Firmly grounded rhythms, of the sort one expects from German
musicians, benefit the Finale, where the driving main Allegro
vivace is sufficiently weighted that it's not a mad rush.
But Kurz also knows the value of contrast - lightening the textures,
for example, as the tempo of the Andante cantabile picks
up, beginning at 2:08.
After a moody but unportentous introduction - where, admittedly,
the two clarinets don't immediately settle on their unison tuning
- the first movement treads steadily, with the marziale
element predominating. The contrasting themes are given room
to expand, but there's no slamming on of the brakes for the
third group, at 5:26 and 11:26. Kurz similarly doesn't telegraph
the climaxes of the Andante with ham-fisted, grandiose
set-ups: the motto theme's second intrusion, at 10:17, is the
more effective for its abruptness. The waltz is poised, yearning
but unclouded; the scurrying central section is crisp and energetic,
the motto's brief return chipper rather than disturbing. The
Finale begins as a solemn, affirmative anthem. We hear more
detail than usual in the body of the movement, and only a few
small ritards nod to convention, so that, in the triumphal coda,
the slight rhetorical broadening at 10:38 registers as a major
event.
The Staatskapelle Dresden plays handsomely, with the blended,
homogeneous string sonority that is its hallmark - listen to
the vibrant low chords at the Andante's start - but there's
enough rhythmic point and variety of articulation to enliven
the cushiony sound, thus avoiding the textural bloat of Masur's
Leipzig account (Teldec/Warner).. Save for the clarinet problem
cited earlier, the woodwinds are good - especially the lustrous
solo oboe - and mostly come across clearly, though they don't
stand out against the strings as they do in more conspicuously
"engineered" productions. The recorded sound is fine,
conveying a concert-hall overhang without obscuring detail or
blunting the textural contours. The low strings are present
and focused, with a nice burr on the attacks.
I enjoyed this unlikely performance far more than many higher-profiled
editions; in its unmannered musicality, it's comparable to the
lean, terse Markevitch account (Philips) or Cantelli's rigorous
yet lyrical one (Music & Arts).

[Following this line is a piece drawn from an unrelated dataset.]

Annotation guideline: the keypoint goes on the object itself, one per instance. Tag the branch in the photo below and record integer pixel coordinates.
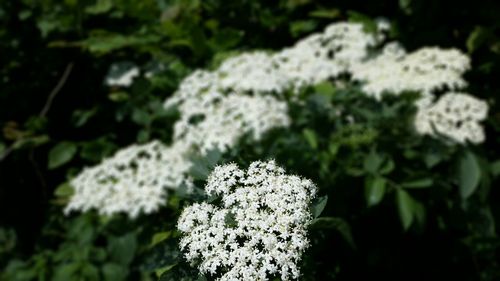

If you prefer old-fashioned
glamour, Ormandy's Philadelphians serve it up nicely, in a straightforward
reading; the Sony version is more cohesive than the RCA remake,
which is, in turn, better than the very late Delos. Since Berlin
Classics CDs generally sell more or less at mid-price, I assumed
their "Reference" series might be a budget line; this
would mitigate the stingy program, presenting the symphony alone
on the disc. However, it is also mid-price.